The positive public identity is boosted by a tradition begun by founder Steve Murphy and enthusiastically carried on by son and company co-owner Chris. Every Saturday the Murphys join the drivers in washing the whole 40-plus fleet, which is then lined up with military precision in the company's spacious yard near Kaiapoi.
With the Northern Motorway running along one boundary and set higher than the depot, passing travellers are regularly treated to an impressive display.
Steve sees this as a core of the company's image: "The fleet presentation not only gives us a sense of pride, but the drivers love it too. And it's good advertising for the industry in general. 
"Sometimes it can get a little disheartening to have around 14 people on the weekend cleaning the fleet from bumper to bumper, then by eight on Monday morning in winter you'd hardly know they've been washed! But if you don't keep it up you end up with a massive job." 

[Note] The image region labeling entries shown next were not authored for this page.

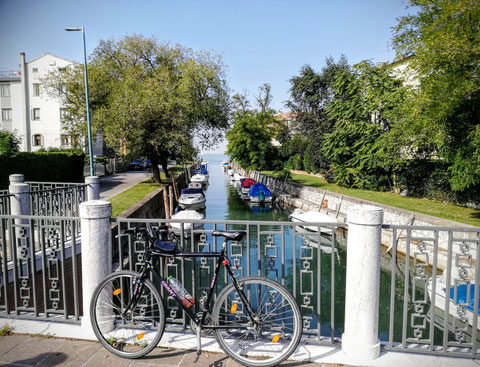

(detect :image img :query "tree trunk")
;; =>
[161,158,170,178]
[149,157,162,183]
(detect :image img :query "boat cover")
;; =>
[248,183,272,196]
[450,284,480,312]
[172,210,205,220]
[180,188,205,196]
[242,178,256,188]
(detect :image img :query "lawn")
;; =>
[264,171,480,227]
[108,166,183,217]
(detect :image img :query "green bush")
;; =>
[0,152,85,189]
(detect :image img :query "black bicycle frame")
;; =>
[138,243,257,329]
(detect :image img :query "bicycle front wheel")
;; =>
[212,276,302,367]
[90,271,165,358]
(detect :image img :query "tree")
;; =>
[322,61,405,189]
[393,0,480,199]
[287,56,348,172]
[0,130,21,156]
[45,35,229,182]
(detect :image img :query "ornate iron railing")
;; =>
[380,225,480,358]
[113,219,345,343]
[0,215,82,322]
[30,183,88,217]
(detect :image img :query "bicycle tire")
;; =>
[90,270,165,359]
[212,276,302,367]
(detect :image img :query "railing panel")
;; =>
[0,216,81,322]
[380,225,480,358]
[113,218,345,342]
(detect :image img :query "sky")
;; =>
[0,0,412,153]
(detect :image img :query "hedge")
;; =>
[0,152,85,189]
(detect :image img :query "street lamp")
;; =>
[65,26,95,176]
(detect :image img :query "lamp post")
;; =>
[65,26,95,176]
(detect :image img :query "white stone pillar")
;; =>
[85,176,100,201]
[342,205,383,361]
[8,174,32,215]
[80,200,112,338]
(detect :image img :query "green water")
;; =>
[193,155,448,342]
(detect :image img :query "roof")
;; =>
[27,52,78,64]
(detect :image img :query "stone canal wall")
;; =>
[234,166,480,271]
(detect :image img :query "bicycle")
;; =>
[90,226,302,367]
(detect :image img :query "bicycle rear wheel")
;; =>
[90,271,165,358]
[212,276,302,367]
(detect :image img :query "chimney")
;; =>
[20,52,32,152]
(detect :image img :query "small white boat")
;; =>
[178,188,207,210]
[427,275,480,330]
[290,208,338,235]
[190,173,208,185]
[170,209,205,238]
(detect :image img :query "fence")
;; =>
[384,225,480,358]
[0,215,82,322]
[113,219,345,343]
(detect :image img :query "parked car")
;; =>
[128,159,145,170]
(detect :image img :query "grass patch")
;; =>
[264,171,480,227]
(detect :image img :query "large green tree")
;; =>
[48,35,229,181]
[393,0,480,199]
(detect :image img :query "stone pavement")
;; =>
[0,334,333,367]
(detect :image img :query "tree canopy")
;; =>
[44,35,229,181]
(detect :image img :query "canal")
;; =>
[189,155,448,342]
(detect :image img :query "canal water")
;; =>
[195,155,441,342]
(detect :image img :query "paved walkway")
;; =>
[100,171,151,200]
[0,335,332,367]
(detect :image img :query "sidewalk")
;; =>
[100,171,151,200]
[0,334,326,367]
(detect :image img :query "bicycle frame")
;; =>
[131,239,257,329]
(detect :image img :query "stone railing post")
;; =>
[80,200,112,338]
[85,176,100,201]
[342,205,383,361]
[8,174,32,215]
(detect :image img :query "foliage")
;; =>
[0,152,84,188]
[46,35,229,181]
[393,0,480,200]
[0,130,21,155]
[227,111,279,170]
[322,61,405,190]
[286,56,348,172]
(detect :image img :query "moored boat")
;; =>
[248,183,273,203]
[178,188,206,210]
[170,209,205,238]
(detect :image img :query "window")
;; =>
[60,135,70,146]
[0,84,10,97]
[32,134,43,147]
[33,84,40,97]
[60,108,70,121]
[32,108,40,120]
[2,108,12,121]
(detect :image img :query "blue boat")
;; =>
[248,183,273,203]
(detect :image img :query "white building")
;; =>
[0,52,103,155]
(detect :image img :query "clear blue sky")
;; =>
[0,0,411,152]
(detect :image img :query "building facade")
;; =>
[0,52,103,155]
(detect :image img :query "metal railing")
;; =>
[0,215,82,322]
[113,219,345,343]
[380,225,480,358]
[30,182,88,217]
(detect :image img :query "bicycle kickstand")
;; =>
[193,325,202,363]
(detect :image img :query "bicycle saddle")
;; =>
[212,231,247,241]
[152,240,178,255]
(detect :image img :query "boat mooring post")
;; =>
[342,205,383,361]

The fleet's beginnings, in terms of both numbers and livery, were much more modest, recalls Steve: "My first truck, in the early '80s, was a 237 horsepower F-Series Mack, a 1973 model. When I bought it, it was painted in a mustard-yellow colour. 
"I was contracting to the local Odlins Timber sawmill at the time, and that company's colour scheme was based on an unexciting green. They wanted me to paint the truck the same way, but I negotiated a compromise – painting the cab white and putting on a couple of stripes in Odlins Green."
The base respray job was carried out in the shed behind the Murphy home that acted as a depot for the fledgling operation. 
The DIY approach to fleet livery was to continue for some time, says Steve: "I painted the chassis of the second truck we ran – a W924 Kenworth – in an Empire Blue. It was a nice fresh colour that always looked good, even when it was a bit dirty, so I carried it through to the front guards as well. That's the same colour we still have on the chassis and guards."
The Odlins contract lasted a couple of years, after which he was free to flex his design muscle. Out went the green, replaced with a broad stripe either side. Originally Steve went for a shade called Arabian Gold, with the same colour for the signwriting on the doors. It was, he recalls, a far from stellar decision: "The gold and the blue really clashed! They didn't look good at all."
The next evolution of the scheme came with an R-Model Mack. Originally it was given the gold stripes as well, but the result reinforced the decision that a change was needed, so he swapped to a dark, almost royal, blue. That didn't meet with universal approval, either, he says: "I was putting the truck over the weighbridge and the operator said it looked like a pack of Cambridge cigarettes.
"So I went back home and added a red keyline around the blue. When I returned to the weighbridge for approval, the opinion was that it now looked like shit!
"So it was back to the drawing board. In the shed I had a range of blue and white enamel paints, including a metallic blue Duco, so I mixed them together, put it in the gun, and sprayed it over the existing dark blue stripes. The result was not too bad, so I sprayed some on a sheet and took it into Colour Services and asked if they could match it. 
"They came up with Sapphire Blue, which was the same as a Quartz Metallic Blue that at the time was being offered on Honda cars." 
At the same time a shade called Banderillero Red was settled on for the border to the blue, and both colours have been carried through to today. 
As Steve points out, it was an evolutionary process – taking a decade or more: "For our first half-dozen trucks I was still doing the painting, so it was a simple matter to tweak things here and there."
The only major change in the past 25 years was a swap in the early 2000s from the 'Steve Murphy Limited' branding to 'SML' and a logo incorporating stylised trees. 
Steve has long ago hung up his spray gun, handing the job over to professionals. Bairds Collision Centre in Hornby does the fleet's painting, both applying the fleet blue to the white cabs of new vehicles and looking after maintenance and repair work, while Horton Signs in Rangiora handles the signwriting and detail finishing.